Samstag, 30. Juli 2016

Abschied von einer Lebenslüge der deutschen Pflegepolitik reloaded? Eine „Mischstrategie der Regulierung und der Förderung“ mit Blick auf die "24-Stunden-Pflege"


So viele tun es. Und in aller Regel tun sie es in einer Schattenwelt, im halblegalen, ein man es genau nimmt im illegalen Bereich. Sie viele Angehörige von Pflegebedürftigen, die sich eine "Svetlana" oder "Olga" ins Haus holen, für eine "24-Stunden-Pflege" ihres Pflegefalls.
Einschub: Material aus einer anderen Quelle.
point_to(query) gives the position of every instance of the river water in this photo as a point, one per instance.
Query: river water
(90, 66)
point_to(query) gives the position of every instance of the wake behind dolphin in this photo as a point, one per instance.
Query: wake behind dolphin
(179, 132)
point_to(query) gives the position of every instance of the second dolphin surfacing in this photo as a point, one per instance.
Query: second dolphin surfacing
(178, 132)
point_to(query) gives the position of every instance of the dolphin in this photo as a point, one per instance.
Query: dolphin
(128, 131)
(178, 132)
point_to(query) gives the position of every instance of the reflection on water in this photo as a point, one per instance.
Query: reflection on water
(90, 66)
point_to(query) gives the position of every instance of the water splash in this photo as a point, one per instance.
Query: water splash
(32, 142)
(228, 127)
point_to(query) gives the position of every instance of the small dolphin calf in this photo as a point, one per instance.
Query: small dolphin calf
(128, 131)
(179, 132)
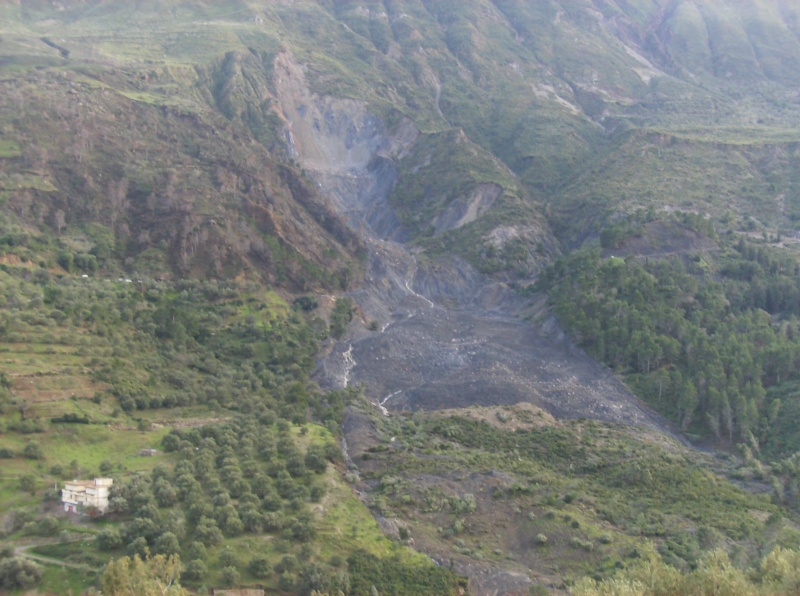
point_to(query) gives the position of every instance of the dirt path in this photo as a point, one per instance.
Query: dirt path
(22, 552)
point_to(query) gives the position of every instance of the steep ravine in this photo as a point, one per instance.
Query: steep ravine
(447, 336)
(444, 336)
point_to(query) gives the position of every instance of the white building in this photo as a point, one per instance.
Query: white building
(86, 494)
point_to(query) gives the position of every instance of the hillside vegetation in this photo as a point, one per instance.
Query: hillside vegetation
(176, 236)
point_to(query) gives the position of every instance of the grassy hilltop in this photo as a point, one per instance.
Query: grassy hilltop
(169, 271)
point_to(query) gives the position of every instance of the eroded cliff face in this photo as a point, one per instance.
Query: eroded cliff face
(447, 336)
(347, 151)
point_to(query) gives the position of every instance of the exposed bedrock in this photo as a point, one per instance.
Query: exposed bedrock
(446, 336)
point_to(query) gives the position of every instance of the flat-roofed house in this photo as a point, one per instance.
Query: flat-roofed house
(86, 494)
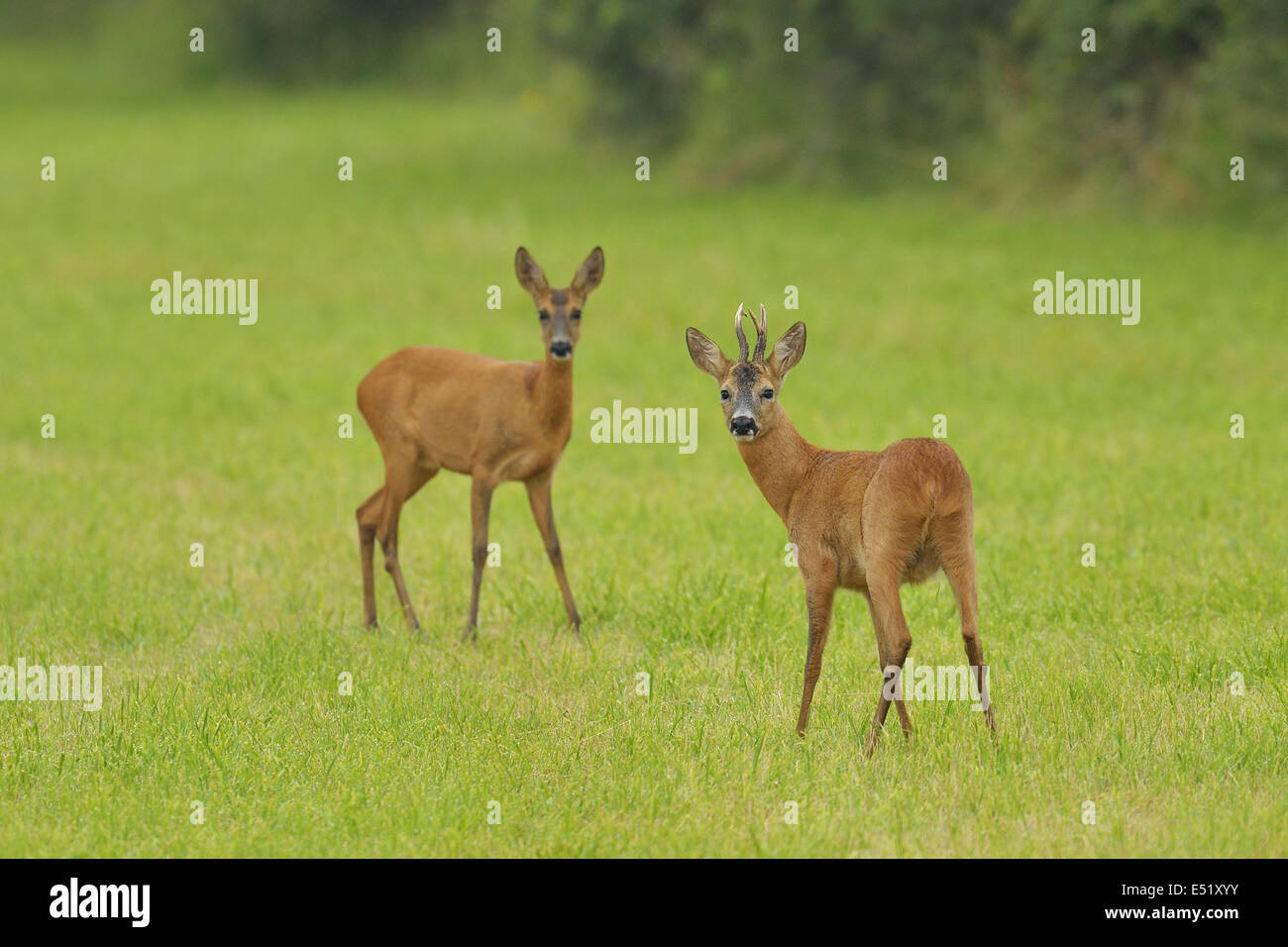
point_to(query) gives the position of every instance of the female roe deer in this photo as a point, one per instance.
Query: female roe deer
(432, 408)
(867, 521)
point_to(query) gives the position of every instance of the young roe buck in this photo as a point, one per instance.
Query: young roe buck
(867, 521)
(432, 408)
Und seit Jahren wissen wir, dass das eine Schattenwelt in mehrfacher Hinsicht ist, eben nicht nur nach unseren rechtlichen Maßstäben, sondern auch mit Blick auf die Menschen, die überwiegend aus Osteuropa nach Deutschland kommen und teilweise Monate am Stück in den Wohnungen der Pflegebedürftigen ihre Arbeit verrichten.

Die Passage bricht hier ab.